Zhengyao Jiang · Answer 5 · Fri Oct 13 2017 22:35:27 GMT+0800 (China Standard Time)

@akaniklaus Our data is stored in the database. To take advantage of the data, the data processing code should also be shared.
Actually, the community version of the code would be released in several months. It's easy to test the implementation at that time.

Besides, there is no guarantee that our data pre-processing is bug-free. I think It's great to also replicate the data accessing part to double check our results.

Michael J Clark · Answer 6 · Sat Oct 14 2017 06:54:10 GMT+0800 (China Standard Time)

@akaniklaus maybe we can skype next week, I like to be a digital "hermit" in the weekend to unwind. For now check out #2 and #4 for ideas on how to contribute.

Personally I am researching reinforcement algorithms that will converge even with noisy observations, since many of the test environments differ from trading market in that their observations are not very noisy. I found the rainbow paper interesting, since they managed to combine the latest RL tricks into one agent that converges ~4x faster. You might like to have a read if it's not to advanced for you.

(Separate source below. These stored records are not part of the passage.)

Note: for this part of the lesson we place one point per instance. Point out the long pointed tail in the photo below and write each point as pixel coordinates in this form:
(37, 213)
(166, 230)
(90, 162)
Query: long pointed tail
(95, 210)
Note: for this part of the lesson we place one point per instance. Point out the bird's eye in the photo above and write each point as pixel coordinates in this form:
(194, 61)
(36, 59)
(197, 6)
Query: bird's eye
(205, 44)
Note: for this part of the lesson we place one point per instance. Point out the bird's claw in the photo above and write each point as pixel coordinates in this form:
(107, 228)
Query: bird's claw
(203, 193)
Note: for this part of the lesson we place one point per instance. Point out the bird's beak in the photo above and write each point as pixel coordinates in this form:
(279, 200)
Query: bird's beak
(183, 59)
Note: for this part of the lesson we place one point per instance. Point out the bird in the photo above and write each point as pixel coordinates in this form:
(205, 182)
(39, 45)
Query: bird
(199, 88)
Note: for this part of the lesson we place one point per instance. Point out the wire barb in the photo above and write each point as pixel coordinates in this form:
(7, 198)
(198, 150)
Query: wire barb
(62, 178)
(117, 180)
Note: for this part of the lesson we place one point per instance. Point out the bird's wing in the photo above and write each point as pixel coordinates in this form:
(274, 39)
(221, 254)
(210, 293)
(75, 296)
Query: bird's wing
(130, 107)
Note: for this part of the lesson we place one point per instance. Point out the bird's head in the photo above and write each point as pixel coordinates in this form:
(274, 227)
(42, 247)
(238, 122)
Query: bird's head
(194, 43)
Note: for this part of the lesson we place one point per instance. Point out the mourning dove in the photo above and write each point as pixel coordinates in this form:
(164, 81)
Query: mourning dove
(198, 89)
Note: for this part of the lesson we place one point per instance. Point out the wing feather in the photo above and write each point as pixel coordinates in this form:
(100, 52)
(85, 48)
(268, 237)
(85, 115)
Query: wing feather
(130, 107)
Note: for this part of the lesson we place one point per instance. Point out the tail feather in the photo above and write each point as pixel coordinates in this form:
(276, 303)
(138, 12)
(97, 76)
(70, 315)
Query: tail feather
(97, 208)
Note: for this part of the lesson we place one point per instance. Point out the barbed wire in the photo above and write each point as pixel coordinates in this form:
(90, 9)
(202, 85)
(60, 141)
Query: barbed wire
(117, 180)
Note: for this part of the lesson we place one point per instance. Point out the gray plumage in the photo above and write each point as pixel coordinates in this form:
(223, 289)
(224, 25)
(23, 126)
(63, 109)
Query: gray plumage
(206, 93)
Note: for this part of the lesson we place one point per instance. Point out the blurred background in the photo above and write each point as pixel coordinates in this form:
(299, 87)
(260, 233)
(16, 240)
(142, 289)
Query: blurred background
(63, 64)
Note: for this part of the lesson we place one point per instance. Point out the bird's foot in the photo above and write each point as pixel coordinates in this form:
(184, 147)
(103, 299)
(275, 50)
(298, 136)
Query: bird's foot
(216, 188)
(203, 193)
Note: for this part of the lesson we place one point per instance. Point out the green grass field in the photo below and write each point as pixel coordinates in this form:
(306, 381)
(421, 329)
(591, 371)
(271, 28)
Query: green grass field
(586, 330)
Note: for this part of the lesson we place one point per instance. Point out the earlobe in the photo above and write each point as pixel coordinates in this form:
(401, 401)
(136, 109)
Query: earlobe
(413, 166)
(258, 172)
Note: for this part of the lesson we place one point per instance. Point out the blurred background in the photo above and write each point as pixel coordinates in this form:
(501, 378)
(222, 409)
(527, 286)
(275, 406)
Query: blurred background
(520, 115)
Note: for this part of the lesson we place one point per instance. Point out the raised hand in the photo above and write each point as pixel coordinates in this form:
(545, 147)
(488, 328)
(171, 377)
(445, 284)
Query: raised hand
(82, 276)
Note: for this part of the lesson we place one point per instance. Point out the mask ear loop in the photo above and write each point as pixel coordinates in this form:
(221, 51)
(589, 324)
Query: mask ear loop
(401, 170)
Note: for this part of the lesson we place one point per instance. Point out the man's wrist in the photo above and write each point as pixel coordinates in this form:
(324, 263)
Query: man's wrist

I would like to add that there is also no guarantee my code is bug free :), let's be honest it probably has some bugs in! So if you notice anything please point it out especially in the environment code.

@ZhengyaoJiang it will be good to see your implementation! Can I ask you, did it converge on most runs, or did you have to try a few times to get it to converge? I ask because RL is notoriously finicky at the moment.

Zhengyao Jiang · Answer 7 · Sun Oct 15 2017 16:01:41 GMT+0800 (China Standard Time)

@wassname Yes, it can converge on most runs.

akaniklaus · Answer 8 · Fri Oct 20 2017 21:30:58 GMT+0800 (China Standard Time)

@ZhengyaoJiang Have you ever tried your method with hourly data? in my experience OLMAR and RMR performing even better in terms of returns with it. I can also point out that the set of selected tokens affects their performance dramatically. I don't know if that would also be valid for yours.

@wassname I will read and might understand the paper but as I said, I don't have enough experience yet with Deep Learning to help you implementing that. Have you checked the following repository:
https://github.com/Kaixhin/Rainbow

Zhengyao Jiang · Answer 9 · Fri Oct 20 2017 21:43:22 GMT+0800 (China Standard Time)

@akaniklaus

Have you ever tried your method with hourly data? in my experience OLMAR and RMR performing even better in terms of returns with it.

It seems worth to try. Did you take commission fee into consideration?

I can also point out that the set of selected tokens affects their performance dramatically

I suppose you mean the selection of assets? This process is done by automatically select top-volume assets at the end of training data. Select by hand might introduce survivorship bias.

And guys, this issues has been out of topic. If you want further communication, it's a good choice to e-mail me or use hangouts.
my Gmail: jzyjiangzhengyao@gmail.com

akaniklaus · Answer 10 · Sat Oct 21 2017 15:03:31 GMT+0800 (China Standard Time)

@ZhengyaoJiang Yes, I did take commission fee into consideration. One disturbing things about OLPS was that portfolios have very high entropy (meaning that it bets on only a few tokens (often one or two token) in each round and shifts completely.

I found this a bit disturbing and tried to reduce this behavior by using the lowest epsilon value or having a Kalman filter, but they didn't result better in backtests. I am curious if yours also make a similar behavior while distributing the wealth into tokens.

I am not talking about picking best performing ones in training data, that would certainly cause a bias. However, I would select assets based on Expert-knowledge in a real-world use, as that's also what people would normally do when buying & holding.

Ok, thank you very much. I will make further communication via your Gmail. Have a nice weekend.